NVR, Inc., Reston Va. (NYSE: NVR) on Friday before market open reported net income for its second quarter ended June 30, 2017 of $147,877,000, or $35.19 per diluted share, up 61% and 60%, respectively, compared to the 2016 second quarter net income of $91,676,000, or $22.01 per diluted share. Shares of NVR jumped nearly 3.5%, or $83.70, to $2,530.99 at market open.
Consolidated revenues for the second quarter of 2017 totaled $1,544,492,000, an 11% increase from $1,388,183,000 in the second quarter of 2016.

New orders in the second quarter of 2017 increased 8% to 4,678 units, when compared to 4,324 units in the second quarter of 2016. The average sales price of new orders in the second quarter of 2017 was $377,000, a decrease of 2% when compared with the second quarter of 2016. NVR attributed the decrease to a shift in new orders from higher priced markets to lower priced markets.

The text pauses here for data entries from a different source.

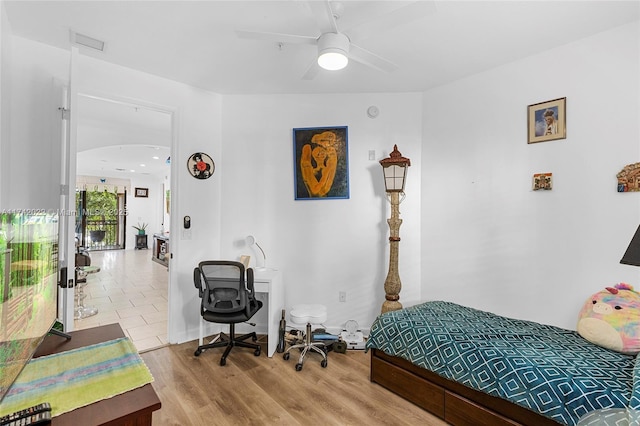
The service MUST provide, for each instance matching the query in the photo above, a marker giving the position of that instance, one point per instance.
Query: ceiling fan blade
(365, 57)
(277, 37)
(311, 71)
(324, 16)
(398, 17)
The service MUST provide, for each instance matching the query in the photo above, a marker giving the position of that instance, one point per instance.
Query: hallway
(130, 289)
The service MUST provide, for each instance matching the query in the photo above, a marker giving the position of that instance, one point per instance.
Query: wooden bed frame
(451, 401)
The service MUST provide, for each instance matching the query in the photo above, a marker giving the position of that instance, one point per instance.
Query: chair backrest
(222, 286)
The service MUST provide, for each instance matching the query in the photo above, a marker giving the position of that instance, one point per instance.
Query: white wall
(322, 246)
(488, 240)
(5, 103)
(35, 131)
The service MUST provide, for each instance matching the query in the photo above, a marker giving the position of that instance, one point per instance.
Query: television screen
(28, 288)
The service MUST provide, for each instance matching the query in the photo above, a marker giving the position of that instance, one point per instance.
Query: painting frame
(321, 163)
(142, 192)
(547, 121)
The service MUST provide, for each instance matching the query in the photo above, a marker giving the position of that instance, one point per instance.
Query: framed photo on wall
(547, 121)
(142, 192)
(321, 163)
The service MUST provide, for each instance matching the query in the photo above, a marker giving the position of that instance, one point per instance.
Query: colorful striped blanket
(78, 377)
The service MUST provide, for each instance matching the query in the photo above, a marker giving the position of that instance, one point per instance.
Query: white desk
(270, 282)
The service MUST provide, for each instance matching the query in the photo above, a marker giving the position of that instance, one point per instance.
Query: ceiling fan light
(333, 59)
(333, 49)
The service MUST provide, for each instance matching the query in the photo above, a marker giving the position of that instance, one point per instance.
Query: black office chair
(226, 299)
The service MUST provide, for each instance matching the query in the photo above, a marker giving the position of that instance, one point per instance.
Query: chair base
(307, 347)
(229, 342)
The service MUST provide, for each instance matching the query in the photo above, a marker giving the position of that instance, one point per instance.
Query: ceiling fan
(336, 48)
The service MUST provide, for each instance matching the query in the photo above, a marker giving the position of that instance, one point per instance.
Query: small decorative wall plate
(201, 166)
(543, 181)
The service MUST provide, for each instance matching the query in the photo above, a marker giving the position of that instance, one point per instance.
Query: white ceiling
(195, 42)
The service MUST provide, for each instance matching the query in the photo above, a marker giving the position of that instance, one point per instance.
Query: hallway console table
(130, 408)
(161, 249)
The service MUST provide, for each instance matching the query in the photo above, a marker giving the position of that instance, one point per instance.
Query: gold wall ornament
(629, 178)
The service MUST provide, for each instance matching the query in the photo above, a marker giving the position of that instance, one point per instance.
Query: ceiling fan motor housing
(332, 46)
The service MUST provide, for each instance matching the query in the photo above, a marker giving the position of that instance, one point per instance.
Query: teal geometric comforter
(550, 370)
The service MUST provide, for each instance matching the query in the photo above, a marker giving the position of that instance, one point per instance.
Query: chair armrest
(197, 281)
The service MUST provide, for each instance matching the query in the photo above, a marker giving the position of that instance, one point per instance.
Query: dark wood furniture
(133, 408)
(161, 249)
(141, 241)
(451, 401)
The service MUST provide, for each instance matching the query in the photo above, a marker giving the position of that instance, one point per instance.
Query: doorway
(123, 150)
(99, 224)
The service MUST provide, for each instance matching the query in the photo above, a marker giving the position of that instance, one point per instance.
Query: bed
(471, 367)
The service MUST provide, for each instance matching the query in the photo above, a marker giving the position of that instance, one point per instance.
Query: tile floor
(130, 289)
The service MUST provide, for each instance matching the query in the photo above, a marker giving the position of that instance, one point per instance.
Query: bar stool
(307, 314)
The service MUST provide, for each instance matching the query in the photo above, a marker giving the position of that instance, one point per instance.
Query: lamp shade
(395, 170)
(632, 255)
(333, 49)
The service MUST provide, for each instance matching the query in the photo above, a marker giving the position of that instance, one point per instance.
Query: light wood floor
(251, 390)
(132, 290)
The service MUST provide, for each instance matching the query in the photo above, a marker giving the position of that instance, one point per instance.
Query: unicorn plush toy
(611, 319)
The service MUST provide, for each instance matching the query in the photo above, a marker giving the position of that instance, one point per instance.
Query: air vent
(86, 41)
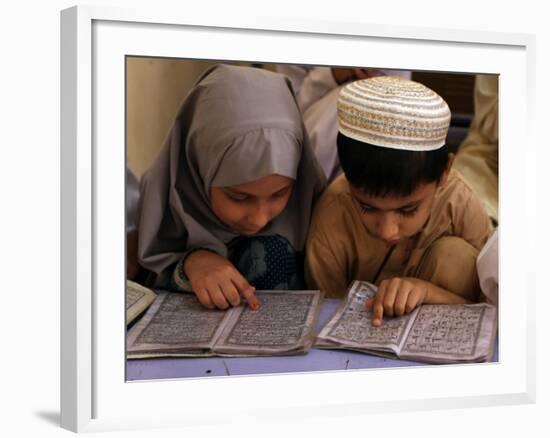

Settlements increased in the second quarter of 2017 to 3,917 units, 9% higher than the second quarter of 2016. The company's backlog of homes sold but not settled as of June 30, 2017 increased on a unit basis by 9% to 8,813 units and increased on a dollar basis by 10% to $3,444,964,000when compared to June 30, 2016.
Home-building revenues in the second quarter of 2017 totaled $1,512,714,000, 11% higher than the year-earlier period. Gross profit margin in the second quarter of 2017 increased to 19.5%, compared to 17.3% in the second quarter of 2016. NVR said gross profit margin was boosted by modest improvement in pricing combined with moderating construction costs. Income before tax from the home-building segment totaled $191,337,000 in the second quarter of 2017, an increase of 45% when compared to the second quarter of 2016.
Mortgage closed loan production in the second quarter of 2017 totaled $1,041,613,000, an increase of 11% when compared to the second quarter of 2016. Income before tax from the mortgage banking segment for the second quarter of 2017 was $17,631,000, compared to $13,192,000 for the second quarter of 2016.
The company also booked a gain from a reduction in the effective tax rate for the three and six months ended June 30, 2017 to 29.2% and 26.5%, respectively, compared to 36.7% for both the three and six months ended June 30, 2016. The reduction in the effective tax rate was primarily due to the company's January 1, 2017 adoption of Accounting Standard Update 2016-09, which resulted in an income tax benefit of $16,464,000 and $36,364,000 related to excess tax benefits from stock option exercises during the three and six months ended June 30, 2017, respectively.